Earlier this week, with the release of a new quest and some supporting content which really changes some facets of the game, I realized I was very much guilty of playing with a shortsightedness to which there is simply no good excuse. I found that a new quest was released, and rushed to finish it. And therein lies the rub.
Rush to finish. Get in, get out, get it over with.
I needed to fly by the new content as quickly as possible. I wanted to be able to don the same quest cape that I haven’t bothered to wear in well over a year. Not that I’d take the time to actually put the damned thing over my shoulders, but that little mental checklist box next to “quest complete” had to be ticked off. This is the same little checklist that has coerced me into racing through every achievement diary, as well as zipping through slayer tasks like noodles through a goose.
Somewhere during the week I realized I had flown through a new quest, not bothered to spend more than a nominal amount of time killing big, overcrowded dwogres, and raced back to finish my daily deeds in order to begin another personal goal, which includes running about eleventy thousand agility laps in order to get the new gear which will allow me to do treasure trails perhaps 1% faster, and hunt for penguins perhaps 2% faster.
Worse yet, I still haven’t been able to decide if this is a good thing or a bad thing.
The two sides of the argument aren’t all that easy to see. It’s very easy to see the downside, as it is the downside which will come back to haunt a player as they “achieve” some of the more difficult tasks in the game. Quite simply, in many cases, I’ve missed the boat. Quests with some funny dialogue, cut scenes, solid new music, and just a litany with generally enjoyable moments have been glanced over as I race towards my goal of finishing. While I may claim to believe that life is “the journey, and not the destination”, I certainly don’t play that way. More often than not, I choose to “work” skills, and it certainly feels like work. I routinely trade enjoyable ways to earn experience for more efficient ways, such as avoiding foot-travel whenever possible, using one slayer master instead of a solid variety (primarily for the ease of access to this master), and generally avoiding the abyss like the bubonic plague, as while I enjoy running it the experience is relatively lousy and I just want to get done and move on.
Historically, I have stopped here. I give myself a mental slap on the wrist, admonish the failure to enjoy the nuances of the game, and make a hollow vow I’ll never deliver on to “enjoy” the game instead of racing ahead to meet goals.
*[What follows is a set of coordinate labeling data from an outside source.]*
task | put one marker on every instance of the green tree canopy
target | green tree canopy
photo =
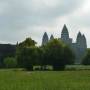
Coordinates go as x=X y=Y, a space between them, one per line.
x=58 y=54
x=86 y=59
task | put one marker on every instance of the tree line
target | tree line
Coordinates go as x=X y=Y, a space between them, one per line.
x=55 y=53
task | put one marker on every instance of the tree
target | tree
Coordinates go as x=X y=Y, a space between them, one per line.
x=86 y=59
x=57 y=54
x=26 y=54
x=10 y=62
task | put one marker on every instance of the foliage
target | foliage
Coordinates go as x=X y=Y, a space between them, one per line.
x=86 y=59
x=26 y=54
x=10 y=62
x=57 y=54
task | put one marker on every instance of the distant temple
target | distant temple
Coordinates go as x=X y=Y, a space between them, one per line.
x=79 y=47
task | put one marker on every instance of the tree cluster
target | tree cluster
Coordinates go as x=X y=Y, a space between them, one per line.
x=54 y=53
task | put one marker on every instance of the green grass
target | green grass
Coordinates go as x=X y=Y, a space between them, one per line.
x=48 y=80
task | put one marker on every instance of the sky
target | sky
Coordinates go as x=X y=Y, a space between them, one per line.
x=20 y=19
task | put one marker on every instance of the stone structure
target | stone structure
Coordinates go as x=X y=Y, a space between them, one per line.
x=79 y=47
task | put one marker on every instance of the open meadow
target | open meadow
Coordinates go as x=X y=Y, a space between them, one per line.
x=44 y=80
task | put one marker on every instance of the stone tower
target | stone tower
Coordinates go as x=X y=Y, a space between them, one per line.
x=52 y=37
x=65 y=35
x=45 y=39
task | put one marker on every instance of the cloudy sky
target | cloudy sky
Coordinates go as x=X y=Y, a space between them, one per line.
x=31 y=18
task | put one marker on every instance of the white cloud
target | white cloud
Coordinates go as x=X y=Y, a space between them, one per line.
x=22 y=18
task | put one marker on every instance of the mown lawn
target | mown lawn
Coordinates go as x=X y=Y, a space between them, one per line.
x=48 y=80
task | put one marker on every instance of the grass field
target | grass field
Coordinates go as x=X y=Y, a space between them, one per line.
x=48 y=80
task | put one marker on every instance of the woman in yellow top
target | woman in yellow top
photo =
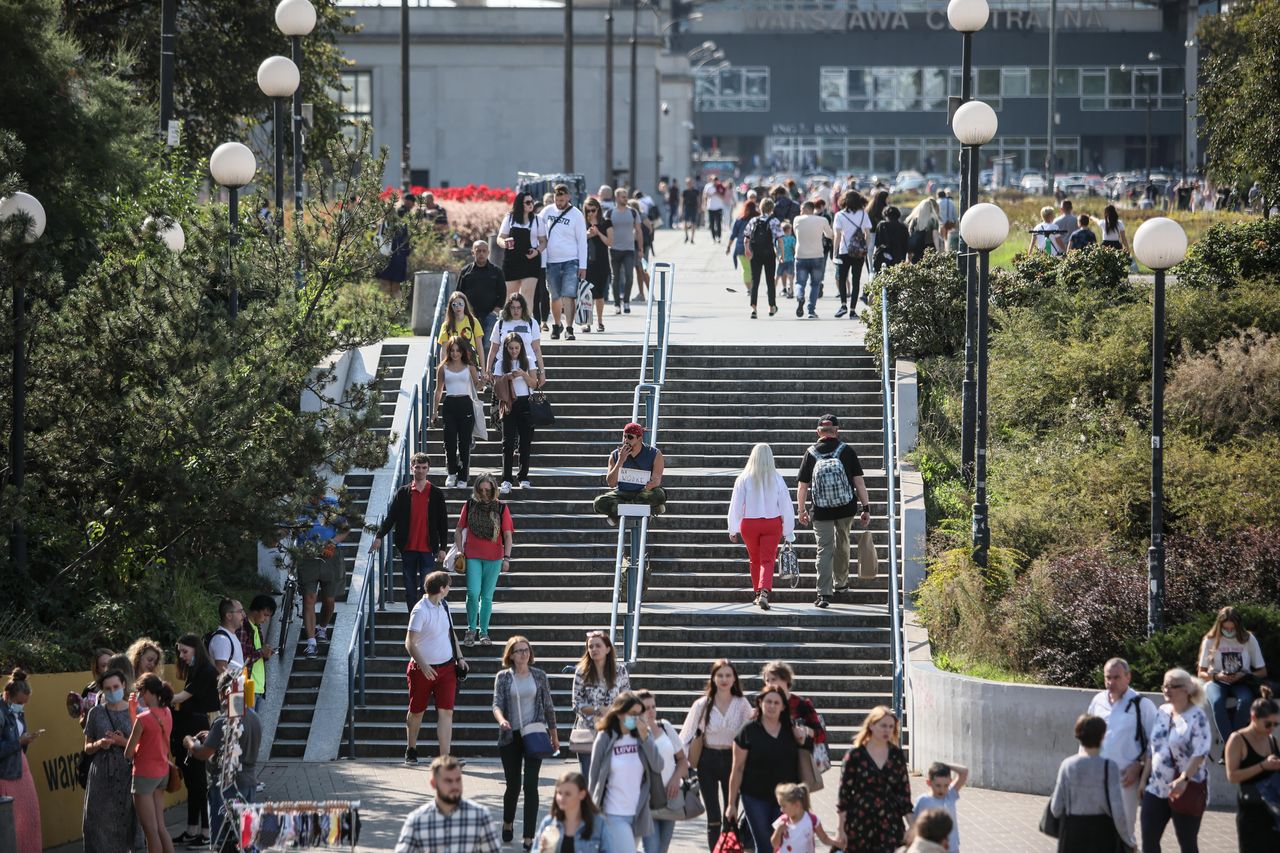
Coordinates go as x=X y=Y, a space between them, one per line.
x=461 y=320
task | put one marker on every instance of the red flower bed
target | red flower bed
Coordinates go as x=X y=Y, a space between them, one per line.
x=470 y=192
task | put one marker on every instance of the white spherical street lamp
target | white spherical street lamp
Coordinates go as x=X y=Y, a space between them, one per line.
x=984 y=227
x=26 y=204
x=968 y=16
x=1160 y=243
x=974 y=123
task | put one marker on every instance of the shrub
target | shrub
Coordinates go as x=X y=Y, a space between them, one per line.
x=926 y=313
x=1233 y=389
x=1179 y=647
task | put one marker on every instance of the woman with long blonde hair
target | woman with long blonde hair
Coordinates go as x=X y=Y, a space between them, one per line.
x=874 y=790
x=760 y=511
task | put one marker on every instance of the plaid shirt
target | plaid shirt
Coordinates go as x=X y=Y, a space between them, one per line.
x=469 y=829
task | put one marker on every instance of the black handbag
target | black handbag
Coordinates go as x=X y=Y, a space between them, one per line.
x=540 y=411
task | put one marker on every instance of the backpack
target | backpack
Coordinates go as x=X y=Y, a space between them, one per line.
x=759 y=236
x=831 y=487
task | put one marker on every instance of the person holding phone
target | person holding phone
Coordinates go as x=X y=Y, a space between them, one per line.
x=16 y=779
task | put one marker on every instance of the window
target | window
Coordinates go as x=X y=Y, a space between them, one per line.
x=732 y=90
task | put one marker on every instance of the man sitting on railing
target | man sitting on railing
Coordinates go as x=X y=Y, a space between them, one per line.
x=634 y=475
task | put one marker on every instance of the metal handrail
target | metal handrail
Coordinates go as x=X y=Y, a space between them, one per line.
x=895 y=603
x=648 y=392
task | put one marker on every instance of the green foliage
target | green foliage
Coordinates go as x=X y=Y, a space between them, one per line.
x=1179 y=646
x=926 y=311
x=1239 y=76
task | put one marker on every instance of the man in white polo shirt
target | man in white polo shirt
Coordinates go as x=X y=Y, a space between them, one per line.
x=1129 y=719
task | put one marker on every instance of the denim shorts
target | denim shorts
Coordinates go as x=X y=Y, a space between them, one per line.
x=562 y=279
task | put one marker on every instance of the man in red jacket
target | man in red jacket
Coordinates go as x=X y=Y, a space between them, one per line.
x=420 y=519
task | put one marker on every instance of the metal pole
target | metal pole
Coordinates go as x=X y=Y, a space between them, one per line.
x=631 y=131
x=405 y=114
x=168 y=48
x=297 y=129
x=568 y=85
x=1052 y=86
x=608 y=95
x=1156 y=552
x=981 y=529
x=232 y=238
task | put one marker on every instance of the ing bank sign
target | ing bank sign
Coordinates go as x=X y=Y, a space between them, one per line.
x=883 y=21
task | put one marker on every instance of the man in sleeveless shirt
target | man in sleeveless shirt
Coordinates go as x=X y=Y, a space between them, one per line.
x=634 y=475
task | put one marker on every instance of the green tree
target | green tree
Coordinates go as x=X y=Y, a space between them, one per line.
x=1239 y=80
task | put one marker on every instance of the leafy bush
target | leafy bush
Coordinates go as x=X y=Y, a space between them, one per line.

A small, dim, 5 watt light recently creaked on overhead, leaving me with a new thought. What if this is the way that I enjoy the game? What if, crazy as it may seem, I enjoy best seeking out difficult challenges and meeting them quickly? What if I prefer to test my will through arduous tasks, forcing my self to endure some brutally tedious tasks, at the expense of some of the lighter, more obviously enjoyable content. Is that so wrong?
Not only is it not wrong, but I’d hypothesize that this is the makeup of the average Runescape player. The goals are difficult: this is one of the most time-consuming games in the world to master. The process is tedious: many skills are simply mind numbing to train, whether it is the constant click and clack of firemaking, or the slow, slow churn of more varied (yet slow) skills such as slayer. The reward is almost purely laid out in self satisfaction: while we share achievements with the board, the pats on the back are certainly never going to surpass the amount of work needed to get them.
Looking back, perhaps the morbid perspective of our gameplay is unfair. Our RS avatar’s career –IS- about the journey rather than the destination. It just so happens that for many of us, that journey is pockmarked with hundreds of little (or few large) destinations along the way, and that the drive to reach those points is what ultimately keeps us coming back for more.